Amidst a backdrop of the Leveson Inquiry, Salman Rushdie, Jon Snow, Paddy Ashdown and Sir Menzies Campbell have lent their support to a new charity promoting journalism as a force for democracy which launches today.
The Journalism Foundation boasts Evgeny Lebedev, chairman of the Independent and the London Evening Standard, as its chair of trustees and employs Independent editor-in-chief Simon Kelner as its chief executive. Former Guardian media editor Charlie Burgess is managing editor.
Speaking of its launch, Kelner said the Leveson Inquiry has seen the reputation of the press hit its lowest yet, but says the Foundation will act to bolster democracy when pressures have never weighed more heavily on the media's shoulders:
"Free journalism is under threat as never before. The financial pressure felt by media groups all over the world has meant two things: greater consolidation of ownership, and an imperative to drive down costs. And at the same time, the political reaction in Britain to the hacking scandal will probably result in tighter, and maybe even statutory, regulation.
"Yet in many ways, there has never been a better time for journalism, in all its guises. We live in much more open times: the access to once-classified information is greatly improved, and the methods of disseminating news are easier and cheaper.
"The Journalism Foundation has been established to add fuel to the engine of change in media. It is the brainchild of Alexander and Evgeny Lebedev, owners of [the Independent], for whom freedom of speech is a touchstone issue."
The Foundation, an independent charity, will fund and support projects internationally which "bolster democracy at a local or national level" and will offer support to individual freelance journalists and organisations alike. It launches supporting two projects - Pits n Pots independent Stoke-on-Trent blog and the Syndicat National des Journalistes Tunisiens, a Tunisian school providing practical courses for journalism.

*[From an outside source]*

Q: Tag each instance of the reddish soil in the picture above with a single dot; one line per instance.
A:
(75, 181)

The Foundation has garnered support from across the media and political arenas in the face of intense scrutiny of the media brought by the Leveson Inquiry into phone-hacking at the News of the World and other press organisations. Dozens of witnesses have publicy testified to harrassment and breach of privacy by the press and the press relationship with the public, police and politicians has been called to account.
Commenting of the launch of the Journalism Foundation, Lord Paddy Ashdown said: "Vibrant, courageous, challenging, uncomfortable, even at times irresponsible journalism is crucial to a healthy democracy. We all know now, thanks to the actions of a few, that there need to be new standards.
"But there is a real danger that the pendulum will swing too far and healthy journalism may be damaged in the process. Getting the balance right now is crucial. There could not be a better time for an organisation like this to be set up to ensure that we get this right, preserving, even strengthening what is best and rejecting what we all know now has been so bad."
Playwright Tom Stoppard, former newspaper editor Max Hastings, celebrated journalist John Pilger, MP Zac Goldsmith, writer and campaigner Jemima Khan and Channel 4 News presenter Jon Snow are also among supporters for the Foundation.